Eu até tento dar outro direcionamento para meus textos, escrever sobre as mais variadas coisas, mas não consigo me calar diante do que vi. Serginho Groissman é até um cara que tem algum conteúdo. Tenho assistido “Altas Horas”, que aqui na África não é transmitido de madrugada como aí no Brasil. Gosto do modelo, com duas bandas, sexóloga, artistas, atletas, intelectuais, platéia interagindo, tudo misturado, Sai coisa legal. Outro dia, por exemplo, teve Charlie Brown Jr e Luan Santana, Rock e Sertanejo, e foi bom. A fusão pode sim ser bacana.
Só que o Ação de hoje foi mistureba. Daquelas indigestas. Vamos lá.
Teve Dadá falando da influência da África na comida. Ela até que cozinha legal, mas fracassou no discurso. Se limitou a falar de adaptações das “comidas de santo”, do dendê que dá “cor, perfume e charme” aos pratos. Falou do ato de muquiar a folha de banana, ação de “passar toda a energia do fogo” para o que será a base de alguns pratos. Por fim, disse que “não se bate os temperos no liquidificador para não perderem a força”. Segundo a maga da nossa fantástica comida baiana (A-D-O-R-O-!-!-!, não Dadá, a comida), o tempero tem que ser cortado e amassado com faca e machucador, "para passar todo o amor e força da Bahia". Me poupe. Não falou nada de influência. Dadá deveria ficar na cozinha. Rende melhor....
Vi também um historiador e uma antropóloga, esses dois sim falaram rapidamente e passando firmeza, sobre tribos e etnias que foram levados da África para o Brasil na época da escravatura. Só os de etnia Bantu, saíram de regiões geográficas onde hoje estão Angola, República do Congo, República Democrática do Congo, Moçambique e até a Tanzânia. Eu que pouco andei só em Angola, já percebo as diferenças na comida, na língua, no vestir de uma província para outra. Imagine de um país para outro. A Tanzânia tá do lado de lá da África gente! Tô até querendo ir lá ano que vem, uma pequena aventura, depois eu conto. Convite do Dr. Nelson Salles Neto, amigo Piaba, do Vieira.

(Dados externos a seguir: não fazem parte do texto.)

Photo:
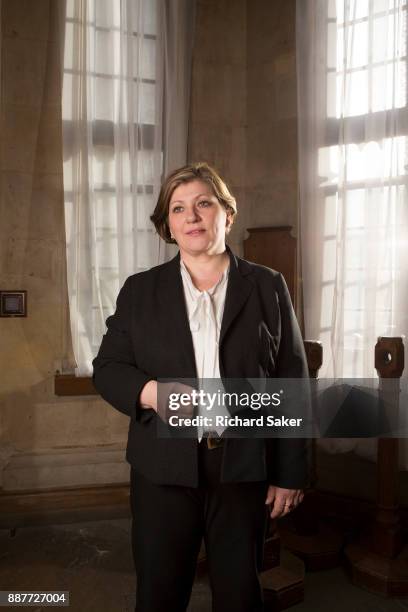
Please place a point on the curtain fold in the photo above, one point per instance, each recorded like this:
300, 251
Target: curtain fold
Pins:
353, 127
117, 108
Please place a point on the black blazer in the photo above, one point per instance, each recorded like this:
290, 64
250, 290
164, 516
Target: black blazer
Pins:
148, 337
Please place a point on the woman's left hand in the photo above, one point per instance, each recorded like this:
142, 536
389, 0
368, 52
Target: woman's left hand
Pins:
282, 501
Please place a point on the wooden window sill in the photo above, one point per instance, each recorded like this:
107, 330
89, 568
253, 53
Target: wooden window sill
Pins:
70, 385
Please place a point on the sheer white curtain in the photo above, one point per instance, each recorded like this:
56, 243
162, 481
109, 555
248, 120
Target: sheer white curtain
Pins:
353, 127
126, 79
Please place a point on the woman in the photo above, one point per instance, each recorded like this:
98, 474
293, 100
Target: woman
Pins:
204, 314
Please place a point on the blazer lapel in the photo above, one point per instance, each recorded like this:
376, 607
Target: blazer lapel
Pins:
239, 289
173, 303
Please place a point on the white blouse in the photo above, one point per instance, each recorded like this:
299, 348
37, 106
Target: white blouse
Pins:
205, 310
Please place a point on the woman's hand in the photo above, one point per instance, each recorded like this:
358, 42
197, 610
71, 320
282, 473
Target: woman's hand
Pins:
156, 396
282, 501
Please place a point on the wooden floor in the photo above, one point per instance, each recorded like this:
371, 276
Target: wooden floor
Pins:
93, 562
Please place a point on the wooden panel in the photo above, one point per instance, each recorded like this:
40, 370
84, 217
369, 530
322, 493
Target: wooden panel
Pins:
68, 384
274, 247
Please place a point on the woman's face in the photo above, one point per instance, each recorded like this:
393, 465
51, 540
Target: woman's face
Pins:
197, 220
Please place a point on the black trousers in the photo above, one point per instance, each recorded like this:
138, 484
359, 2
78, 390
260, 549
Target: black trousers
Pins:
168, 525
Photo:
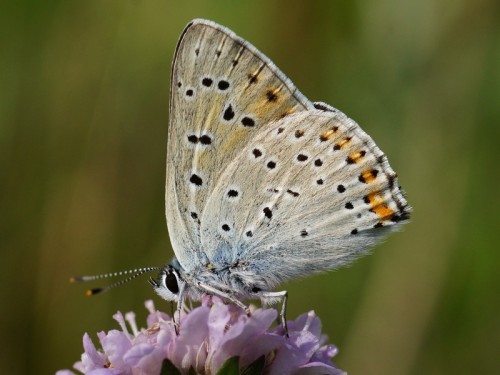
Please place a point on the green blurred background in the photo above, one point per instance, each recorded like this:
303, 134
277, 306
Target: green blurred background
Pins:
83, 124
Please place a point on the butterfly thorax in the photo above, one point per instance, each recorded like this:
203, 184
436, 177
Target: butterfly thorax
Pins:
236, 279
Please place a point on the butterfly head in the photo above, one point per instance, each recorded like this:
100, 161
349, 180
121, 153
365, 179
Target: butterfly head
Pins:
168, 284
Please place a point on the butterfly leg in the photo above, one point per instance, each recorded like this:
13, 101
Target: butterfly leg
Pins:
227, 296
281, 295
180, 304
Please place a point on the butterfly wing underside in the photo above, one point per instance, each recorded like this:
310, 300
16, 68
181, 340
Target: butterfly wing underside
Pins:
310, 193
222, 93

Depois vou transmitir a aula que tive ontem sobre o Antigo Reino do Congo. É massa que poderemos esclarecer um monte de dúvidas sobre Congos em geral.
Os escravos da etnia Bantu foram vendidos e se concentraram basicamente no Rio e em Minas.
Os que foram levados para a Bahia, o tráfico negreiro dividia em Malês, Nagôs e Jejes. Essa galera veio de regiões onde hoje estão Costa do Marfim, Benim, Togo, Gana e Nigéria.
Vamos esclarecer então:
Os nagôs falavam iorubá e eram das tribos Ketu, Egba, Sabé.
Os jejes eram das tribos Fons, Ewés, Fanti.
Os males falavam a língua hauçá e seguiam a religião muçulmana. Os Hauças habitam a Nigéria, mas se espalharam pelo continente inteiro. Existem hoje concentrações Hauças em Gana, Costa do Marfim, Sudão e República dos Camarões.
Além dos Malês, também foram trazidos para a Bahia escravos de outras etnias islamizadas, como mandingas, fulas, tapa, bornu.
Voltando ao programa, na sua parte final, teve Vovô do Ilê. Não o conheço pessoalmente, mas sei que ele tem um trabalho atuante e importante na Senzala do Barro Preto, na Liberdade. Sei também que o seu trabalho tem como lastro a autoestima do povo de pele negra e isso deriva para a música, a dança, a moda, e um conjunto de manifestações que no final das contas resulta no que é o Ilê Aiyê hoje. Apesar de ter começado como forma de protesto contra os blocos de carnaval em que não desfilavam negros, a entidade atualmente tem escola, cursos profissionalizantes, oficinas de música, teatro, dança e por aí vai. Só que na hora em que terminou eu perguntei “sim, e as origens africanas????”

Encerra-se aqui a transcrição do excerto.